A. Not including my contingent compensation.
Q. And what is that contingent on?
A. The movie reaching what is known as “cash break-even.” According to my contract, once the movie reaches cash break-even, I get a sum equal to 20 percent of the total adjusted gross receipts from every market in the world--including movie theaters, videos, DVDs, television licensing, in-flight entertainment, game licensing, and so forth.
Q. But doesn’t Hollywood accounting famously use smoke and mirrors to make sure movies never reach “break-even”?
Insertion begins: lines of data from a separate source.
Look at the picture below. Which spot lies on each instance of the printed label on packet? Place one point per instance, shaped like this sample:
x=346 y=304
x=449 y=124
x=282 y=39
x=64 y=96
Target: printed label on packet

A. Of course you hear about that happening to weaker players , but my contract--thanks to my lawyer, Jacob Bloom--is pretty tough. Take video and DVD sales, for example. Under the standard Hollywood contract, studios only credit the film with a video “royalty” equal to 20 percent of the sales. That means that if DVD sales total $20 million, only $4 million of that is counted towards reaching the break-even point.
Q. And in your contract?
A. The royalty is calculated at 100 percent of total video and DVD sales in determining my cash break-even. So if $20 million worth of DVDs are sold by Warner Brothers, $20 million is counted towards reaching the threshold where I begin collecting my 20 percent.
Q. Of course, you have to depend on the studios to tell you when that point is reached.
A. Not in my case. Jake Bloom--He is brilliant!--built a clause into my contract that triggered my contingent compensation once Daily Variety’s weekly box-office chart showed either that the total domestic box-office receipts had exceeded $155 million or that the world gross had exceeded $380 million.
Q. And did they?
A. Yes, by December 2003, the world gross had reached $421 million.
Q. Does this mean you were paid before all the other participants whose “cash break-even” agreement didn’t include a 100-percent royalty on home-video sales?
A. Yes. In fact, since the payments to me were added to the cost of the film, they effectively pushed those other participants even further away from reaching their break-even points. These things happen when you don't have power in Hollywood.

Q. But can't the distributors deduct expenses some of their expenses, such as collection cost, check cashing costs, dues and...
A. Yes, it is an "adjusted" gross. But in my contract there are very strict caps placed on those expenses. Most of these expenses are capped at $250,000. So it amounts to petty cash.
Q. Now that your “break even” has been reached, wont your 20% of every dollar received amount to a small fortune-- especially with the money from world DVD and TV licensing still coming in?
A. There are winners as well as losers in Hollywood.
Q. How about personal tax on this money? Aren’t there some withholding taxes in California?
A. They don’t apply. I am not paid directly by the studio. All the money due me is paid to Oak Productions, Inc, which I own and control. Oak Productions, in return, “lends” my services to the production. So technically I don’t get any money personally from the movie itself.
Q: Does using a corporate front minimize your taxes?
A. You might say it better manages my exposure to taxes. For example, Oak Productions can-- and did-- enter into a complex tax-reimbursement scheme with the production to help me avoid additional tax liabilities that might occur abroad.

Q. In exchange for being so well compensated, did your contract require you to give media interviews?
A. Absolutely. It’s not as though I make all this money for doing nothing! My contract stipulated that I had to make myself available for at least ten days, seven of them abroad, for promotional activities in coordination with the initial theatrical release of the movie. This media work included everything from television and radio appearances to appearances at premieres and Internet chat rooms. But even if it were not part of my contract, I had a pretty good incentive to shamelessly promote Terminator 3: my 20 percent of first-dollar gross.
Q. Thank you, Governor Schwarzenegger, for being so candid about money with our audience. They have been in the dark too long.
A. It’s all right there in my contract. You should thank Jake Bloom for making it so clear. Now if you’ll excuse me, I have a state to govern.